William Blake’s The Tiger is a poem that illustrates the worth of the individual and the power of intuition in Romantic poetry. In Romanticism, the individual remains prominent because the art focuses on the feelings of the narrator about the subject. The poem depicts the fear that the narrator holds regarding the dangerous tiger. For instance, Blake addresses the tiger in first person and shows his emotions through phrases like, “What immortal hand or eye could frame thy fearful symmetry?” Additionally, Blake’s work shows the poet’s intuition and emotions towards the creation of a dangerous world by a higher power. He fails to express his arguments logically but a reader notes that the author feels skeptical about the creation of dangerous tigers in a world with meek lambs.

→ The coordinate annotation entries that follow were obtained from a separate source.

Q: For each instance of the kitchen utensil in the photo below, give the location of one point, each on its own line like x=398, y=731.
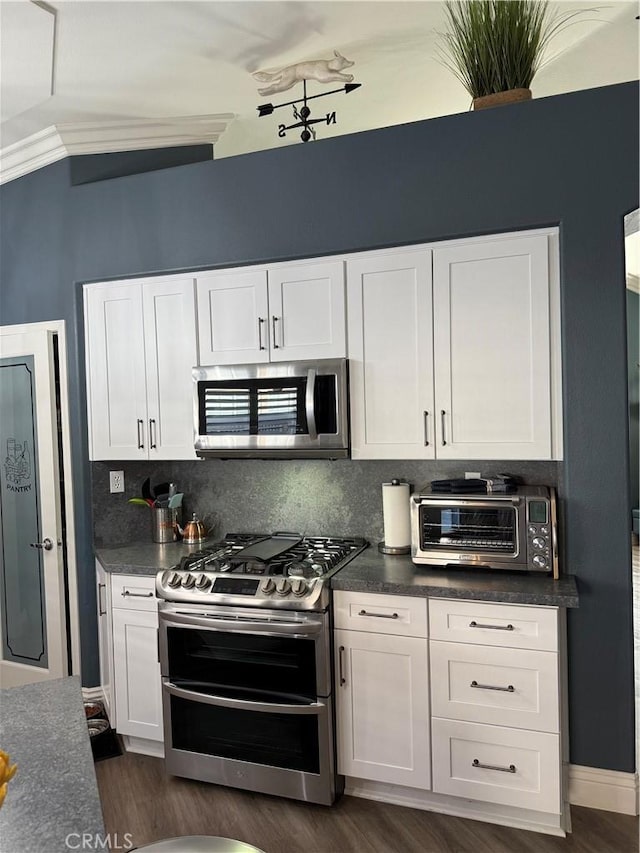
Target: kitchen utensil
x=194, y=531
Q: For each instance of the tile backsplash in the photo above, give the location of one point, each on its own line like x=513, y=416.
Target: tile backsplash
x=321, y=497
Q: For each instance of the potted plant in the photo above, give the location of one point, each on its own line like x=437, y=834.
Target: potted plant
x=496, y=47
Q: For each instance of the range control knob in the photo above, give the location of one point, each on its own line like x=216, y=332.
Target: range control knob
x=298, y=586
x=283, y=587
x=267, y=586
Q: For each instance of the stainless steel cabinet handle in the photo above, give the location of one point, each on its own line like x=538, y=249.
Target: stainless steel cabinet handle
x=378, y=615
x=45, y=545
x=510, y=769
x=342, y=679
x=509, y=689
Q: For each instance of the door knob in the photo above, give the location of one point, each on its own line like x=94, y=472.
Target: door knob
x=47, y=544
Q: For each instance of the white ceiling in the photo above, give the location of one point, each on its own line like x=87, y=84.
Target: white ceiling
x=90, y=62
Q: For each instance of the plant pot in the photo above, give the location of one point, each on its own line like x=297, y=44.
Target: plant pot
x=497, y=99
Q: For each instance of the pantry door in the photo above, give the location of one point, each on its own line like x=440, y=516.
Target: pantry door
x=33, y=645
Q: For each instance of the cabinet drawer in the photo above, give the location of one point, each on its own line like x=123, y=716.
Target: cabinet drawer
x=487, y=624
x=504, y=687
x=497, y=765
x=134, y=592
x=383, y=614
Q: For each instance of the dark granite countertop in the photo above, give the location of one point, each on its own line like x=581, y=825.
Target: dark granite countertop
x=372, y=571
x=53, y=798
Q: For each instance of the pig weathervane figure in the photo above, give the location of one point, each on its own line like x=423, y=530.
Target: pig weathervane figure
x=321, y=70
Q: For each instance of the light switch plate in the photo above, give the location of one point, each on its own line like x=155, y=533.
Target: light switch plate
x=116, y=481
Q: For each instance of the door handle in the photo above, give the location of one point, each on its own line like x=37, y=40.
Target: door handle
x=152, y=434
x=45, y=545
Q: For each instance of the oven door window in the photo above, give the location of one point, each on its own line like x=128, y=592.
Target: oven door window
x=469, y=528
x=248, y=666
x=277, y=740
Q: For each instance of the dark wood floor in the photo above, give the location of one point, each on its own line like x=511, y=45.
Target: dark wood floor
x=139, y=798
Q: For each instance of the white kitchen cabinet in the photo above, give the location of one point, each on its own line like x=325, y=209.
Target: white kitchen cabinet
x=105, y=640
x=496, y=704
x=382, y=690
x=137, y=682
x=454, y=351
x=140, y=349
x=255, y=315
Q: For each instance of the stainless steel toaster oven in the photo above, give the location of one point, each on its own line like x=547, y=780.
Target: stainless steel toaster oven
x=515, y=530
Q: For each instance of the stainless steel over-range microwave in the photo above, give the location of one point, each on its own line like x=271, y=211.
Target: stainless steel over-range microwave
x=287, y=409
x=516, y=530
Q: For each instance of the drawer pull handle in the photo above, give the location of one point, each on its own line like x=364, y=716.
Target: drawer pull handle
x=509, y=689
x=510, y=769
x=378, y=615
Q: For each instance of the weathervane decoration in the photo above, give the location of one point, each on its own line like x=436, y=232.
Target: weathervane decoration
x=322, y=70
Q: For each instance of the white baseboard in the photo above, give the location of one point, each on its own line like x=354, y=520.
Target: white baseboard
x=609, y=790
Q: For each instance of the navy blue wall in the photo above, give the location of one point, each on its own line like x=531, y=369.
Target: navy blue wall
x=570, y=160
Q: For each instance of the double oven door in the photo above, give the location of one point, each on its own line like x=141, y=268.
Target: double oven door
x=247, y=699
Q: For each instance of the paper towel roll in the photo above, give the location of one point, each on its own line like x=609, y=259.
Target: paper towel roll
x=395, y=513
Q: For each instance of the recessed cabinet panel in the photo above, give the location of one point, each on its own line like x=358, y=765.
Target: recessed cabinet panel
x=391, y=356
x=233, y=318
x=491, y=342
x=307, y=312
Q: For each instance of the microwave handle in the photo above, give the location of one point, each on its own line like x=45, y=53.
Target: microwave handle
x=309, y=404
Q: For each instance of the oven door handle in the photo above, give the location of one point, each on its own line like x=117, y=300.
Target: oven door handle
x=249, y=626
x=243, y=704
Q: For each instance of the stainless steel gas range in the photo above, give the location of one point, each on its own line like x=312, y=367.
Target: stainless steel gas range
x=245, y=653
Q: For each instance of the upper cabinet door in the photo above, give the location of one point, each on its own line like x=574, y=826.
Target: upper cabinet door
x=492, y=350
x=169, y=309
x=117, y=407
x=391, y=356
x=233, y=317
x=307, y=312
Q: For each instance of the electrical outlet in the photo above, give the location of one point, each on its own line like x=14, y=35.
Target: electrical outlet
x=116, y=481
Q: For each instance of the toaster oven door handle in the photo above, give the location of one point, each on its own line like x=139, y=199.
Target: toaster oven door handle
x=242, y=704
x=309, y=404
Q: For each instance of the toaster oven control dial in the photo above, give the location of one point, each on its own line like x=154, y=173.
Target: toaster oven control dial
x=298, y=586
x=283, y=587
x=267, y=586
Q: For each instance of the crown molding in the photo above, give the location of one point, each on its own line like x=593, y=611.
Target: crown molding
x=69, y=139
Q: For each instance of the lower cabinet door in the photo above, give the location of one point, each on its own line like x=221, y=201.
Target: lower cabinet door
x=497, y=765
x=382, y=708
x=137, y=674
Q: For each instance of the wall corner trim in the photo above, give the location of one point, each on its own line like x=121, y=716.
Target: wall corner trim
x=106, y=137
x=609, y=790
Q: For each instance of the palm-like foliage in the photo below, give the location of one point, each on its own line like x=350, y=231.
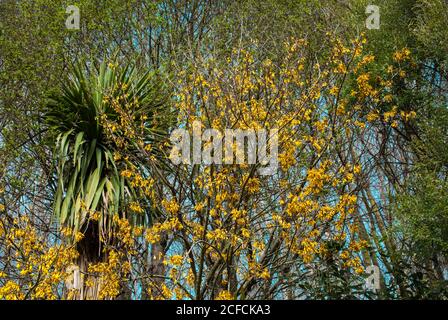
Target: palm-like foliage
x=89, y=178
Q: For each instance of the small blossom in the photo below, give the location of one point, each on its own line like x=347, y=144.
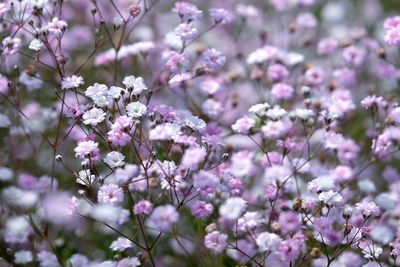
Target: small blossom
x=56, y=26
x=233, y=208
x=136, y=109
x=110, y=194
x=187, y=11
x=93, y=116
x=243, y=125
x=115, y=159
x=268, y=242
x=368, y=208
x=186, y=32
x=121, y=244
x=72, y=82
x=35, y=45
x=135, y=84
x=11, y=45
x=216, y=242
x=164, y=216
x=330, y=197
x=143, y=207
x=213, y=59
x=87, y=150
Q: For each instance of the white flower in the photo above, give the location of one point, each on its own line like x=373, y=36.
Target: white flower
x=115, y=159
x=268, y=241
x=372, y=252
x=259, y=109
x=115, y=92
x=276, y=113
x=121, y=244
x=93, y=116
x=136, y=109
x=303, y=113
x=233, y=208
x=330, y=197
x=72, y=82
x=35, y=45
x=98, y=93
x=23, y=257
x=85, y=177
x=136, y=84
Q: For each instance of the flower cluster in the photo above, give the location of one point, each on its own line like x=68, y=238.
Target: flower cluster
x=199, y=133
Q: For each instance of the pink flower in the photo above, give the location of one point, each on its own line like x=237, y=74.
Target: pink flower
x=187, y=11
x=72, y=82
x=220, y=15
x=56, y=26
x=216, y=242
x=177, y=63
x=201, y=209
x=11, y=45
x=327, y=46
x=213, y=59
x=243, y=125
x=110, y=194
x=354, y=55
x=164, y=216
x=282, y=91
x=277, y=73
x=289, y=222
x=289, y=249
x=186, y=32
x=87, y=150
x=143, y=207
x=368, y=208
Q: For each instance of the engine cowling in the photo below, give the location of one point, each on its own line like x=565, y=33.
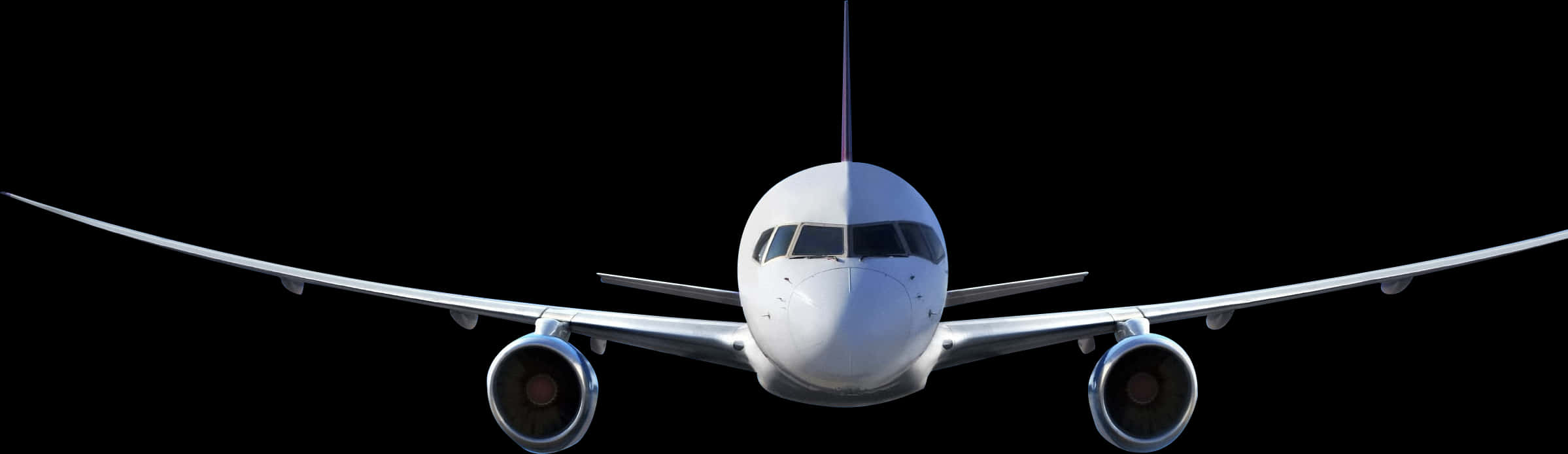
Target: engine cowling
x=1142, y=393
x=543, y=393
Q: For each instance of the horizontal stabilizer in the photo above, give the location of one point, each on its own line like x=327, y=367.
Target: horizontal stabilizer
x=985, y=292
x=730, y=298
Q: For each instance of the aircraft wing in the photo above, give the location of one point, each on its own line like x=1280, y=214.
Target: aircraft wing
x=983, y=338
x=702, y=340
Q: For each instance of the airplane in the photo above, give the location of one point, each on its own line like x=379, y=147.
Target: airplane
x=411, y=236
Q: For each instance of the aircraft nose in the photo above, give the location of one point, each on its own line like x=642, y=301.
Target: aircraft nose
x=850, y=326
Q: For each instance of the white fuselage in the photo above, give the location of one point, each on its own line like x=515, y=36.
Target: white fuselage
x=841, y=329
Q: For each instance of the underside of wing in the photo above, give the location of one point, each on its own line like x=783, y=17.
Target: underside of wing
x=982, y=338
x=995, y=291
x=702, y=340
x=730, y=298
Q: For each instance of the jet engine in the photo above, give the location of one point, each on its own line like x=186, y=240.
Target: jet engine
x=543, y=393
x=1142, y=393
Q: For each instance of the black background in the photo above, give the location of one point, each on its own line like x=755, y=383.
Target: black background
x=511, y=154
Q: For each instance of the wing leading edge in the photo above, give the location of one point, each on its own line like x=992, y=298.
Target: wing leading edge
x=982, y=338
x=702, y=340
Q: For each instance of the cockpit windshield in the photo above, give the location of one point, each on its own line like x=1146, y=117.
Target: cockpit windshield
x=819, y=241
x=881, y=239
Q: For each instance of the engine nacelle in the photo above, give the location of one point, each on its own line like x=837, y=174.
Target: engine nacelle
x=1142, y=393
x=543, y=393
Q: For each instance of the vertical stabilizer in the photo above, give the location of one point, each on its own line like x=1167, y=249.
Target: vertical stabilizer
x=844, y=107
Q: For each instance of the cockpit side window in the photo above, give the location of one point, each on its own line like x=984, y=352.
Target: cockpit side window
x=780, y=244
x=762, y=243
x=879, y=239
x=935, y=241
x=916, y=241
x=819, y=241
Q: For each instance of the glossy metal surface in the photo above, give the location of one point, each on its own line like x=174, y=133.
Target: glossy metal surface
x=983, y=338
x=1219, y=321
x=1395, y=287
x=703, y=340
x=730, y=298
x=548, y=340
x=993, y=291
x=1098, y=398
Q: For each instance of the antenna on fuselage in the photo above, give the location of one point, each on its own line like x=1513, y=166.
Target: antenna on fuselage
x=844, y=107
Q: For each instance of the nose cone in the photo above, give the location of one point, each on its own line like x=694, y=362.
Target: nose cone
x=850, y=329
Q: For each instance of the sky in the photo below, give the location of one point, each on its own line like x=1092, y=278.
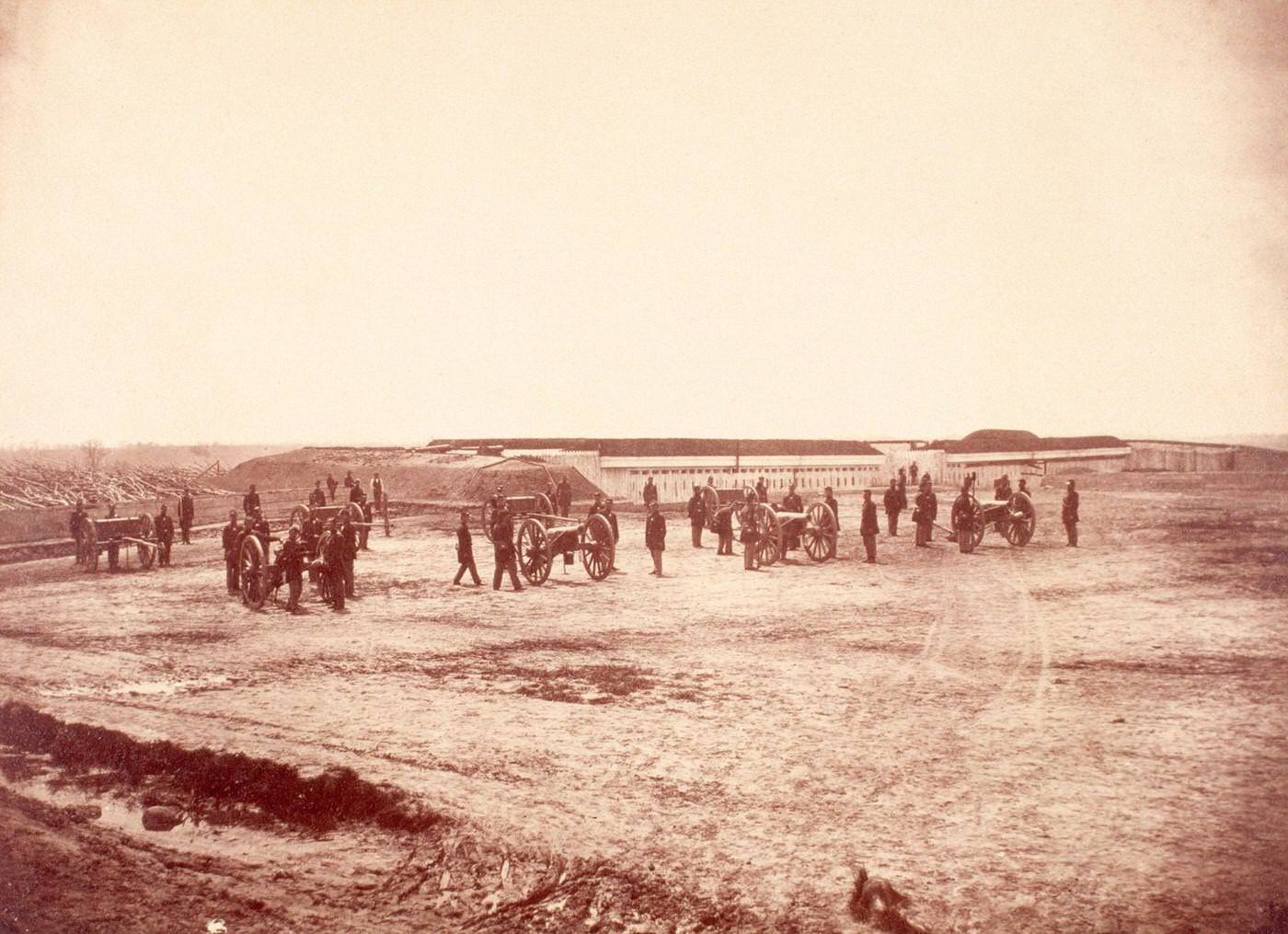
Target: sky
x=383, y=222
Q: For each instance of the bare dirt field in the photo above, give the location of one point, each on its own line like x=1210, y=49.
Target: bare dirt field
x=1037, y=738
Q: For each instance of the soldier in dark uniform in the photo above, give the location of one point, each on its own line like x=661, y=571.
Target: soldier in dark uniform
x=186, y=513
x=231, y=538
x=1069, y=513
x=466, y=550
x=164, y=528
x=868, y=527
x=502, y=548
x=892, y=502
x=290, y=559
x=750, y=535
x=77, y=527
x=654, y=536
x=697, y=515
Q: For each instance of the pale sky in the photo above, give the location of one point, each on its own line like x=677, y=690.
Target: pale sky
x=251, y=221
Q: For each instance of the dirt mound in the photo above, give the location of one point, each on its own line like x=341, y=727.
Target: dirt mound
x=409, y=474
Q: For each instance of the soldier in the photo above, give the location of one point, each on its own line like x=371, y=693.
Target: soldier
x=351, y=554
x=231, y=538
x=654, y=536
x=186, y=513
x=868, y=527
x=77, y=525
x=697, y=515
x=750, y=536
x=466, y=550
x=892, y=502
x=290, y=559
x=164, y=525
x=1069, y=514
x=332, y=564
x=502, y=548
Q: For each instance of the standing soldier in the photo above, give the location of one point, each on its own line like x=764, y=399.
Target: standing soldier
x=697, y=515
x=502, y=548
x=654, y=536
x=332, y=564
x=186, y=513
x=750, y=537
x=231, y=538
x=77, y=527
x=892, y=500
x=868, y=527
x=1069, y=514
x=834, y=506
x=164, y=525
x=292, y=560
x=466, y=550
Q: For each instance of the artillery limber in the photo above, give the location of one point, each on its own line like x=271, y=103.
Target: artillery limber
x=1014, y=518
x=119, y=534
x=776, y=531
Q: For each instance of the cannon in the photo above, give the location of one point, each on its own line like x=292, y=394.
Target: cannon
x=115, y=534
x=537, y=504
x=814, y=528
x=1014, y=518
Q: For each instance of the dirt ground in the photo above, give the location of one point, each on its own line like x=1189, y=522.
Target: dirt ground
x=1037, y=738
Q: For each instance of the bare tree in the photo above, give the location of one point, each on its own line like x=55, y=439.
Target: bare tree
x=94, y=454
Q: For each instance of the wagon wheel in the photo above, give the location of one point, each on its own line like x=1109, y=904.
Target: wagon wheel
x=598, y=549
x=1021, y=519
x=532, y=547
x=769, y=535
x=89, y=543
x=253, y=567
x=818, y=537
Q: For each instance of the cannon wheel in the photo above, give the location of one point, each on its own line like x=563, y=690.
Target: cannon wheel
x=532, y=549
x=1023, y=519
x=598, y=549
x=820, y=534
x=89, y=541
x=769, y=535
x=253, y=567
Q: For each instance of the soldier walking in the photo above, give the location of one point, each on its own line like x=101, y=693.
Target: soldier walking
x=466, y=550
x=164, y=525
x=892, y=502
x=292, y=560
x=868, y=527
x=231, y=538
x=697, y=515
x=186, y=513
x=1069, y=513
x=654, y=536
x=502, y=548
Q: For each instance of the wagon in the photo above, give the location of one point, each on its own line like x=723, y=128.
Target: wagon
x=1014, y=518
x=119, y=532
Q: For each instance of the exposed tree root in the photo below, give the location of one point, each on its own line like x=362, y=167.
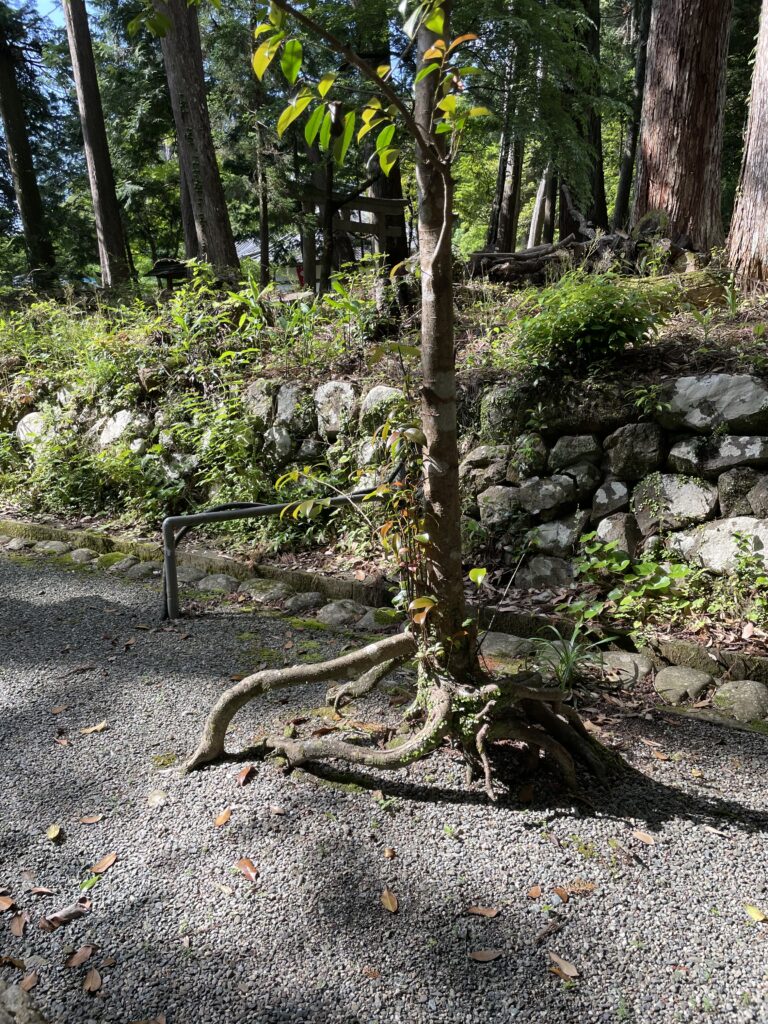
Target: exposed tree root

William Blake differentiates his understanding of an innocent childhood from darker experiences using poetry. In The Lamb, the author uses the image of a pure and innocent woolly lamb created by God. The work emphasizes the beauty allied to nature. However, in The Tiger, Blake shows his experiences with a tougher life where individuals live in fear. The tiger instills dread among travelers. The contradiction in both poems shows Blake’s views on experience and innocence.
The Lamb and The Tiger demonstrate the Romantic ideal that man’s inherent goodness is corrupted by society. The lamb represents an ideal person in the society with purity and a strong moral code. However, the tiger signifies a corrupted individual that loses their purity and morality. The work reflects the Romantic view of the world where poets used literature to depict a perfect world while the society experienced political and social strife.